Josephine Connor, librarian in Hillsborough County General Hospital where Mrs. Borroto died, testified that she had waited almost two weeks before finally reporting Dr. Sander's final notation in the case because "it kind of slipped my mind." She recalled that the county medical referee had asked Dr. Sander if he didn't realize he had broken the law. Said Miss Connor: Dr. Sander replied that he did but that he had broken the law before, "he had been through stop signs and nothing ever came of it." This was more serious, the medical referee told him, this was murder. Miss Connor recalled: Dr. Sander said that then the law should be changed.

It was apparent from dignified, white-haired Lawyer Louis Wyman's opening statement and later questioning that the defense was going to depend heavily on the medical aspect of the case: that another doctor, Albert Snay, who had examined Abbie Borroto before Dr. Sander saw her that morning, could not feel her pulse; that she might already have been dead when Dr. Sander gave her the injections of air; that the prosecution could not produce a corpus delicti, i.e., proof of death by a criminal act.

This week that aspect got some buttressing. Nurse Elizabeth Rose, who had fetched Dr. Sander the syringe, testified that she had also been with Dr. Snay. A state's witness, she admitted on cross-examination that she had made the statement: "I am certain that Mrs. Borroto was dead before Dr. Sander entered her room. She had death pallor. She was not breathing ... I would say that Mrs. Borroto was dead when Dr. Snay saw her. Dr. Sander did not kill her because she was dead when this injection was made."

"Thou Shalt Not Kill." But that kind of argument was not material to the real case of Dr. Sander. Had he done a good deed or committed a great sin? The state's answer was that Dr. Sander had committed a sin against society, tearing apart some of its moral and legal fabric; that fabric had to be repaired, no matter what the defendant's own interpretation of what was right and what was wrong.

Outside the courtroom, in pulpits and in newspapers, the greater issue was joined. Euthanasiasts, who rushed to Dr. Sander's support, revolted at the notion that life should not be snuffed out when it became an "unbearable" burden to the sufferer, to his relatives, to society. They argued that it was an act of charity to "give release" to the tortured and incurable, to the monstrously imbecilic.

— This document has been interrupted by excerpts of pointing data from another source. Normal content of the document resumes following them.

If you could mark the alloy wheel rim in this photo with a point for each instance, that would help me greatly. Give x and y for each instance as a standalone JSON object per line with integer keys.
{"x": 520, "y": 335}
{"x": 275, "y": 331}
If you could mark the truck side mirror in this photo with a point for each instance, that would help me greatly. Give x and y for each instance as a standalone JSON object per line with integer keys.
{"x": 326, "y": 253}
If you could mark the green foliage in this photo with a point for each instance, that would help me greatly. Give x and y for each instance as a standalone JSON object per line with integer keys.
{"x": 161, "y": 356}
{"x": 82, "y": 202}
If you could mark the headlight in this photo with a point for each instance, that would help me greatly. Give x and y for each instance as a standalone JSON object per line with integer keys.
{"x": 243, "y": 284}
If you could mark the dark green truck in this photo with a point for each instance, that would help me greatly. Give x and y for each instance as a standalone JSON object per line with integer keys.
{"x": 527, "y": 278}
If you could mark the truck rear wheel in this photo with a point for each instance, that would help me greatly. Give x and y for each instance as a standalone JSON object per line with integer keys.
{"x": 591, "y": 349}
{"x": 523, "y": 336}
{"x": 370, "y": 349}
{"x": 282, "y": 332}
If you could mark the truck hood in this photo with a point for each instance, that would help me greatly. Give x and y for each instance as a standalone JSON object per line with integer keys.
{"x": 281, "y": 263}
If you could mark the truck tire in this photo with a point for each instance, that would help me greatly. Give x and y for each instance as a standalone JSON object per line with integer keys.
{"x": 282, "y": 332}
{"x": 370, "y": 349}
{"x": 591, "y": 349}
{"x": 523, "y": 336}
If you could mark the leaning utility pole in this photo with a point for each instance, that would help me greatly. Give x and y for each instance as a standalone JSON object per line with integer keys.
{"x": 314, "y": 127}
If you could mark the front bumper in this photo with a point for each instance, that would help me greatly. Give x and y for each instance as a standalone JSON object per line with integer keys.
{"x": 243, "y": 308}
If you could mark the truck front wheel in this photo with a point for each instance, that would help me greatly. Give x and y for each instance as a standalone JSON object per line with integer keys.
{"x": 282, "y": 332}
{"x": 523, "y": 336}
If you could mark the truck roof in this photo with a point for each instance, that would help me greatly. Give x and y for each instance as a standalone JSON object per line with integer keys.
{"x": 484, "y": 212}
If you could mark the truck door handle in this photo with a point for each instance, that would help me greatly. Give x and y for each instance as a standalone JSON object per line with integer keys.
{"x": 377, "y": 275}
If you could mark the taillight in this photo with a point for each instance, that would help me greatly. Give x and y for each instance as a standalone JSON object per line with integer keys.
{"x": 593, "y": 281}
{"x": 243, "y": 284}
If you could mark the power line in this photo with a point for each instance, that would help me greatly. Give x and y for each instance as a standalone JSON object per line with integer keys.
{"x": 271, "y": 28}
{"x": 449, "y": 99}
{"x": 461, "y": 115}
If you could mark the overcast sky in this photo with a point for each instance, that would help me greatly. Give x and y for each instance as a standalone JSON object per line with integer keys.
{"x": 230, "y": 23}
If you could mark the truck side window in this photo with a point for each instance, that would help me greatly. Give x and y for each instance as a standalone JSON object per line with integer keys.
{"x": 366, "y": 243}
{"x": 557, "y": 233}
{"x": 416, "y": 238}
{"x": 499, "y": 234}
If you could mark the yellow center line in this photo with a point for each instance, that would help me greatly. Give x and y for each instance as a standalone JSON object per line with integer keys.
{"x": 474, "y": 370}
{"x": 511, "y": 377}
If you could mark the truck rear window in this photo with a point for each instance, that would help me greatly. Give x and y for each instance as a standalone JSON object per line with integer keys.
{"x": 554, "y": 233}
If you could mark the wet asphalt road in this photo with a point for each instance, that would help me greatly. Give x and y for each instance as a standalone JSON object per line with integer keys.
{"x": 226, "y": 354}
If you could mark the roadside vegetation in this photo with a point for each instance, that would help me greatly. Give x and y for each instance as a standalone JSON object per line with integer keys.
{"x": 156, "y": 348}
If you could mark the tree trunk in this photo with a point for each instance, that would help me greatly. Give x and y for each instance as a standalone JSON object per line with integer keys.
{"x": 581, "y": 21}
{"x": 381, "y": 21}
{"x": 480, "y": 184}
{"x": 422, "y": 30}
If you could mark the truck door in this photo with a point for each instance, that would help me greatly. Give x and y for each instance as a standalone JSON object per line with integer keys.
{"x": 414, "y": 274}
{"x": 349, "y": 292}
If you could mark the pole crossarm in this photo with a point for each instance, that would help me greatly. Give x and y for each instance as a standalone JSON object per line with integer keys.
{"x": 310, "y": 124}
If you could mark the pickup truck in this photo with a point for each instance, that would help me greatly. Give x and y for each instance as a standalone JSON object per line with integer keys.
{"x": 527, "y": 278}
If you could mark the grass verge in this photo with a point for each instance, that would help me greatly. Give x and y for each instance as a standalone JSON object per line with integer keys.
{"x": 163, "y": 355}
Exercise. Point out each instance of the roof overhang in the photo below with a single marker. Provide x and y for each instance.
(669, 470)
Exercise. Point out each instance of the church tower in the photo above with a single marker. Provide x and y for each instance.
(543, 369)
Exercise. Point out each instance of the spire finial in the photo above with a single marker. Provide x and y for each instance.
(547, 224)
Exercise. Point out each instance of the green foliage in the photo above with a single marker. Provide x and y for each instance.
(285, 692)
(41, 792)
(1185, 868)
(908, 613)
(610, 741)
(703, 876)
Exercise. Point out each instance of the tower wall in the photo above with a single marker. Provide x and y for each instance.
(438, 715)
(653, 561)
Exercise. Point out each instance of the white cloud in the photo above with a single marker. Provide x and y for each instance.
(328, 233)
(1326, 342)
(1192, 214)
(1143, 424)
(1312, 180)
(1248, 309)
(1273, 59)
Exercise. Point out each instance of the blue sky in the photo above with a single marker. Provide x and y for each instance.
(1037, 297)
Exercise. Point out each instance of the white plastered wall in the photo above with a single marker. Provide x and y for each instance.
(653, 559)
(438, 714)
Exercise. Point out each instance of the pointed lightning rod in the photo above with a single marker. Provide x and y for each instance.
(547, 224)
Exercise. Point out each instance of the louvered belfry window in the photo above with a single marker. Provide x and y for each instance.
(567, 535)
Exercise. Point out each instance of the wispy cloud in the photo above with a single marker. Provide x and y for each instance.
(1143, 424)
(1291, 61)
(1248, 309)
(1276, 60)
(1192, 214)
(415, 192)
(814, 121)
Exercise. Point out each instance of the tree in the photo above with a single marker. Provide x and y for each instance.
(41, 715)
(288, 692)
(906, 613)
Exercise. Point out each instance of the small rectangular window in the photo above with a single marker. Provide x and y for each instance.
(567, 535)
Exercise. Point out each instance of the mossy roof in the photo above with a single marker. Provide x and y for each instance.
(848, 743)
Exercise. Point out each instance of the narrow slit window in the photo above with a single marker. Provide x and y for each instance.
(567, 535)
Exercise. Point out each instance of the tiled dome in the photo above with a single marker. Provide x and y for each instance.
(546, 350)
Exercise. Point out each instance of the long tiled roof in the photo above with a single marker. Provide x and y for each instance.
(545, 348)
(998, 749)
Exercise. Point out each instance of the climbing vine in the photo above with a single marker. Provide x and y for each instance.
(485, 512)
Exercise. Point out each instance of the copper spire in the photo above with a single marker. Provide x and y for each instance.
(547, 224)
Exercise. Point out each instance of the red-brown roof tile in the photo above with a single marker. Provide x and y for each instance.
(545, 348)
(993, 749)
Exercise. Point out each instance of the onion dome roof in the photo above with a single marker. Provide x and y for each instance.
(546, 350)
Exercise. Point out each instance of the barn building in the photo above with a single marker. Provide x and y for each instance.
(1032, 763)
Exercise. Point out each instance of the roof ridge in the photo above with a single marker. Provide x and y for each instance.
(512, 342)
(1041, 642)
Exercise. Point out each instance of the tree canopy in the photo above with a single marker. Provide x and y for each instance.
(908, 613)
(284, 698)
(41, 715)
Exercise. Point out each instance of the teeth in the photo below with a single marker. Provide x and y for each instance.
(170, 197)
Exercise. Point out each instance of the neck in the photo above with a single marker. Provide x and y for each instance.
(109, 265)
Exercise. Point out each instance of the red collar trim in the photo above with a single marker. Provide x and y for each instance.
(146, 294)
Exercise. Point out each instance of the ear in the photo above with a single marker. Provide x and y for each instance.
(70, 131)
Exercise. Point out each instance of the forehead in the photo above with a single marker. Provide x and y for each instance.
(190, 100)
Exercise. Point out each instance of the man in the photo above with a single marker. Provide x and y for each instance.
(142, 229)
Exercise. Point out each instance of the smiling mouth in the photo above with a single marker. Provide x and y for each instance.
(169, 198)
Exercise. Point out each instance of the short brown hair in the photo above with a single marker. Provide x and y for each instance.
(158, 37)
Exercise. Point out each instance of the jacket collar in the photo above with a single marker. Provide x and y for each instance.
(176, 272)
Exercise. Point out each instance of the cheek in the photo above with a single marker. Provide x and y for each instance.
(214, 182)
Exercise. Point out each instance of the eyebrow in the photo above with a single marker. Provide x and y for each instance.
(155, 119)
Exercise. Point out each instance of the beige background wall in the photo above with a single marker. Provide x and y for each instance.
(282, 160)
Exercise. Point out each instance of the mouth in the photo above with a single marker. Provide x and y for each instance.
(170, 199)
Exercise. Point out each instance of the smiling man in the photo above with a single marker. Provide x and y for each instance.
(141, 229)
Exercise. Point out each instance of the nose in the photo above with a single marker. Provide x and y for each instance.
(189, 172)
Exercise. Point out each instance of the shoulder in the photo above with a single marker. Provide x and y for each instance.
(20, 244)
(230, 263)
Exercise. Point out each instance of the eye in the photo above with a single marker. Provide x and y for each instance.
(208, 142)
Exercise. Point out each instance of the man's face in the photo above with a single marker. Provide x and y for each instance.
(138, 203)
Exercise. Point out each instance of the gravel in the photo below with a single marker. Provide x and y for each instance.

Men who hold the notion that there is no permanence in the moral order, that the basic rules of moral conduct can and should be changed when circumstances seem to dictate change, added their voices. Dr. Sander's own pastor, Congregationalist C. Leslie Curtice, whose mother had also died of cancer, declared from his pulpit : "Our reverence for the inviolable dignity of human personality demands that we permit people to die an honorable and dignified death under conditions that would be deemed proper."

But who was to judge the "proper" conditions for killing a human being--physician, the state, the bereaved relatives? And where would they get the right to end his life?

Against legalized euthanasia, other voices had long been raised. A year ago, the liberal Catholic Commonweal argued: "We do not believe God wills the prolongation of pain because we do not believe He willed its incipience. We ... do believe He wills the prolongation of life, so long as He lends it"--which was to say that human laws and man's best intentions were valid only as they enforced or supplemented natural law, and the natural law was: "Thou shalt not kill."

It was this question which fixed the eyes of the Christian world on the Manchester courtroom.